Math 487 Lab 4

Part 1. Quick Look at Apollonian Circles

Explore Briefly the two sketches on Apollonian Circles in the Lab 4 Folder in the Class Folders.

Part 2. (The Main Event) Dr. Whatif's Euclidean Geometry.

This is an example of a model for Euclidean geometry which is not the standard (x,y) plane. We call this DWEG, for Dr. Whatif's Euclidean Geometry.

Here is the model: Choose a point in the ordinary plane and label it O.

The points in DWEG are the points of the plane excluding O but including the point at infinity.

The lines in DWEG are ordinary circles or lines through O. Since O is the point that is not there, it is not included as a point in any DWEG-line. But the point at infinity is considered one of the points of a DWEG-line defined by a Euclidean line.

The angles between lines in DEWG are the usual angles between circles or between lines and circles in Eucidean geometry.

DWEG Lab Activity. The Basics.

Now here is the drill. Use what you know about constructing circles to carry out the basic constructions of Eudlidean geometry in this model.

1. Given two DWEG-points A and B construct a DWEG-line through A and B (in other words, construct a circle; you can set aside the special case when the DWEG-line is a Euclidean line.
2. Given a DWEG-line m and a DWEG-point A, construct a DWEG-line n through A which is perpendicular to m. (Note two possible cases: A is on m and A is not on m. Can you handle both with one sketch?)
3. Given a DWEG-line m and a DWEG-point A not on m, construct a DWEG-line p through A which is parallel to m.
4. Construct a rectangle in DWEG by constructing two parallel lines and two lines perpendicular to the parallels.

DWEG Lab Activity. Circles.

We don't yet know how to measure distance in DWEG, but we do know how to reflect across a line. We declare line reflection in DWEG to be the same a circle inversion in Euclidean geometry.
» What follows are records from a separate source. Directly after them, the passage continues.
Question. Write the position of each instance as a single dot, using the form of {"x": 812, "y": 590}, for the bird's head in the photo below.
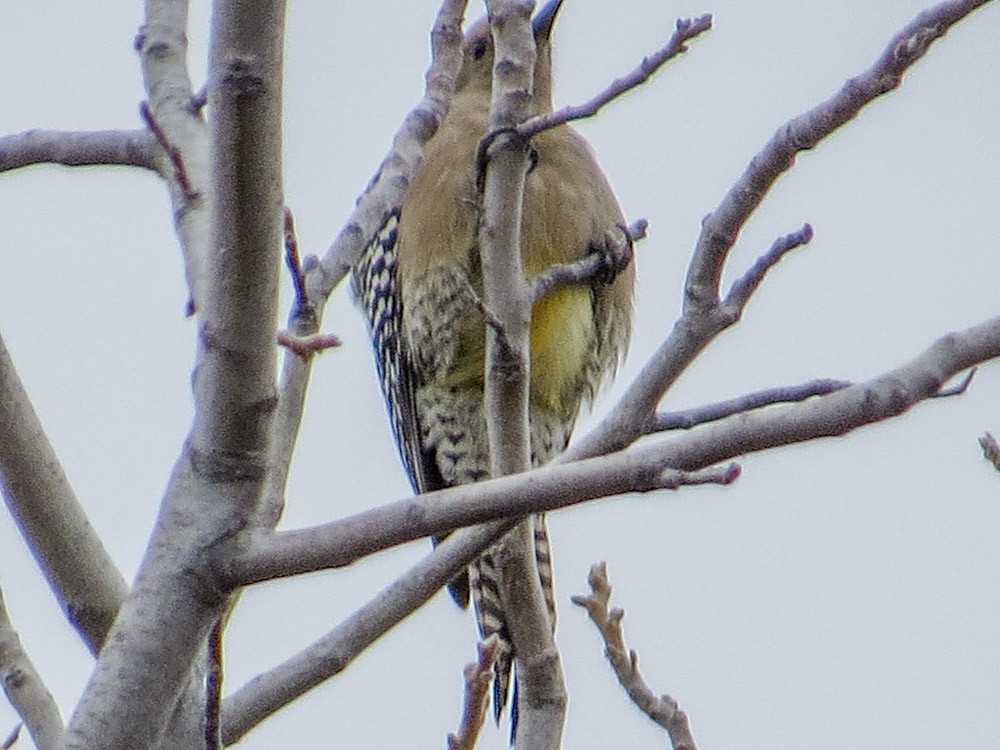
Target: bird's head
{"x": 476, "y": 74}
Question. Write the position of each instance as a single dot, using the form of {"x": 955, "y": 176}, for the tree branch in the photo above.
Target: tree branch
{"x": 162, "y": 47}
{"x": 641, "y": 468}
{"x": 386, "y": 189}
{"x": 661, "y": 709}
{"x": 478, "y": 678}
{"x": 686, "y": 30}
{"x": 837, "y": 413}
{"x": 991, "y": 449}
{"x": 24, "y": 687}
{"x": 685, "y": 420}
{"x": 216, "y": 482}
{"x": 704, "y": 316}
{"x": 79, "y": 570}
{"x": 133, "y": 148}
{"x": 383, "y": 194}
{"x": 541, "y": 695}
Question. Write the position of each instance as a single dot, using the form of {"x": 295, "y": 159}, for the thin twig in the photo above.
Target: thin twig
{"x": 686, "y": 30}
{"x": 174, "y": 153}
{"x": 213, "y": 687}
{"x": 685, "y": 420}
{"x": 661, "y": 709}
{"x": 294, "y": 263}
{"x": 746, "y": 285}
{"x": 136, "y": 148}
{"x": 306, "y": 346}
{"x": 991, "y": 449}
{"x": 478, "y": 678}
{"x": 11, "y": 738}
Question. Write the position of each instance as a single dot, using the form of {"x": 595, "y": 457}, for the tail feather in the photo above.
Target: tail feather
{"x": 484, "y": 581}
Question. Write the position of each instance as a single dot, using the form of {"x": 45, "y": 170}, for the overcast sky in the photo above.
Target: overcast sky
{"x": 840, "y": 594}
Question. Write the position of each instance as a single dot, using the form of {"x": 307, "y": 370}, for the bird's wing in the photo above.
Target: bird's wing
{"x": 376, "y": 289}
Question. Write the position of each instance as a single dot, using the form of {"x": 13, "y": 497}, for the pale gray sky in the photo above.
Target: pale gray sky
{"x": 840, "y": 594}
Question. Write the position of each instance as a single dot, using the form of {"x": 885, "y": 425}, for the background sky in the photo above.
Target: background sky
{"x": 840, "y": 594}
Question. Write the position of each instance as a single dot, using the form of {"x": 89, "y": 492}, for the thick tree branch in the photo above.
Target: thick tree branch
{"x": 80, "y": 572}
{"x": 641, "y": 468}
{"x": 383, "y": 194}
{"x": 162, "y": 47}
{"x": 685, "y": 420}
{"x": 837, "y": 413}
{"x": 133, "y": 148}
{"x": 216, "y": 483}
{"x": 386, "y": 189}
{"x": 541, "y": 695}
{"x": 268, "y": 692}
{"x": 704, "y": 316}
{"x": 24, "y": 687}
{"x": 661, "y": 709}
{"x": 615, "y": 256}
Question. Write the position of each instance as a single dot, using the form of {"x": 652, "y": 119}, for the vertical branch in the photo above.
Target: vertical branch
{"x": 216, "y": 483}
{"x": 79, "y": 570}
{"x": 24, "y": 687}
{"x": 162, "y": 47}
{"x": 506, "y": 293}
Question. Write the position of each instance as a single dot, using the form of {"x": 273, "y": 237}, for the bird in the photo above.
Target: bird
{"x": 419, "y": 281}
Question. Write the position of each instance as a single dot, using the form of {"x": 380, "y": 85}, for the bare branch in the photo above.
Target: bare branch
{"x": 385, "y": 192}
{"x": 11, "y": 739}
{"x": 704, "y": 317}
{"x": 80, "y": 572}
{"x": 24, "y": 687}
{"x": 661, "y": 709}
{"x": 133, "y": 148}
{"x": 478, "y": 678}
{"x": 541, "y": 697}
{"x": 172, "y": 152}
{"x": 747, "y": 284}
{"x": 639, "y": 469}
{"x": 686, "y": 30}
{"x": 685, "y": 420}
{"x": 217, "y": 480}
{"x": 269, "y": 692}
{"x": 960, "y": 387}
{"x": 839, "y": 412}
{"x": 343, "y": 542}
{"x": 306, "y": 346}
{"x": 991, "y": 449}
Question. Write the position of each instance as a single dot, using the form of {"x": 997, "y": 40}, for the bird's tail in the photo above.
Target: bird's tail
{"x": 484, "y": 580}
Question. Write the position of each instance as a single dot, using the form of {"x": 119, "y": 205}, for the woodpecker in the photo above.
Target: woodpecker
{"x": 418, "y": 283}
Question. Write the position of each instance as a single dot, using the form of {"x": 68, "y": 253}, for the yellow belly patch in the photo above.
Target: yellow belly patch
{"x": 562, "y": 334}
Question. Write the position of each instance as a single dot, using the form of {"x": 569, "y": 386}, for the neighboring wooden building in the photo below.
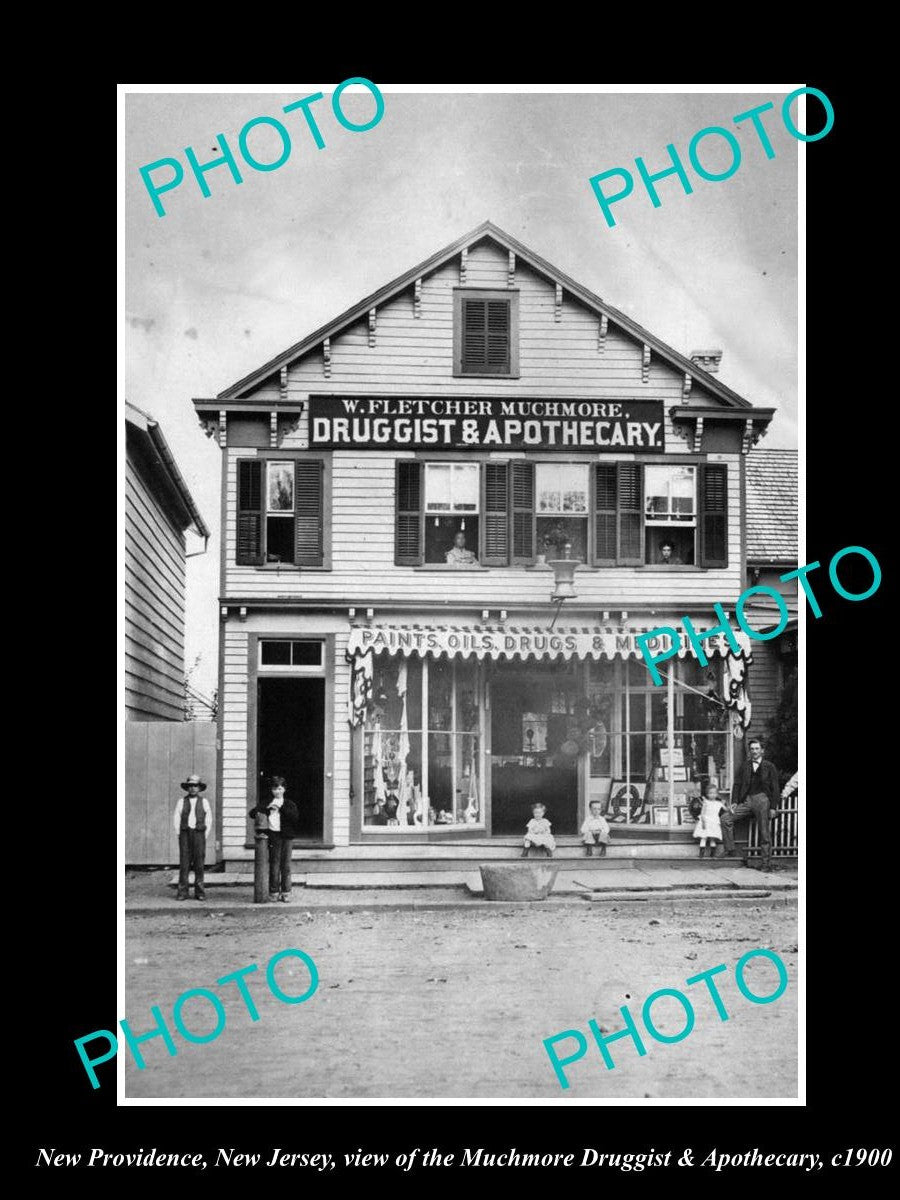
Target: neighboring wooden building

Now, here is how we can find what a circle looks like. Take a DWEG point A and two lines m and n through A. Now choose any point B. Reflect B across m to get B', then reflect B' across n to get B'' then reflect B'' across m to get B''', etc. This gives points so that the segments AB, AB', AB'', AB''', etc. are all congruent (if we believe that reflection is an isometry.
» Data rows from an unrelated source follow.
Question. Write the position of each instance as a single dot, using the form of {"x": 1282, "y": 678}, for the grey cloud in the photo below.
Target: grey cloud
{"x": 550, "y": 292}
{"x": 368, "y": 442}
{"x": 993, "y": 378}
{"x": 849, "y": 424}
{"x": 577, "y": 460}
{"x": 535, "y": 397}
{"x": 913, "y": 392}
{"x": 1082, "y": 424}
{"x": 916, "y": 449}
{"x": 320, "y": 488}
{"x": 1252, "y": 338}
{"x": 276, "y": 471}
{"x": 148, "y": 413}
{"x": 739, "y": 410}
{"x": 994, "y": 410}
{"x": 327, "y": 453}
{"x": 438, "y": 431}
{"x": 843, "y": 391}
All these points lie on a Euclidean circle c. (You can see that this looks correct with Sketchpad, why is it true?

• So construct the Euclidean circle c through B, B' and B'' to get the circle in DWEG.

DWEG Lab Activity. A Ruler made from Equal Steps.

First do this with a regular Euclidean figure.

• Let A and B be points on p. Construct lines a and b through A and B which are perpendicular to p.
• Now mark equal steps on p, reflect A across b to get A' and then reflect A' across a and then continue reflecting across b and then a over and over.
• Also do this for B. Look for the rule markings on p.
• Remember the link between double reflection and translation.

Now do the same for a DWEG figure to construct a ruler on a DWEG line p.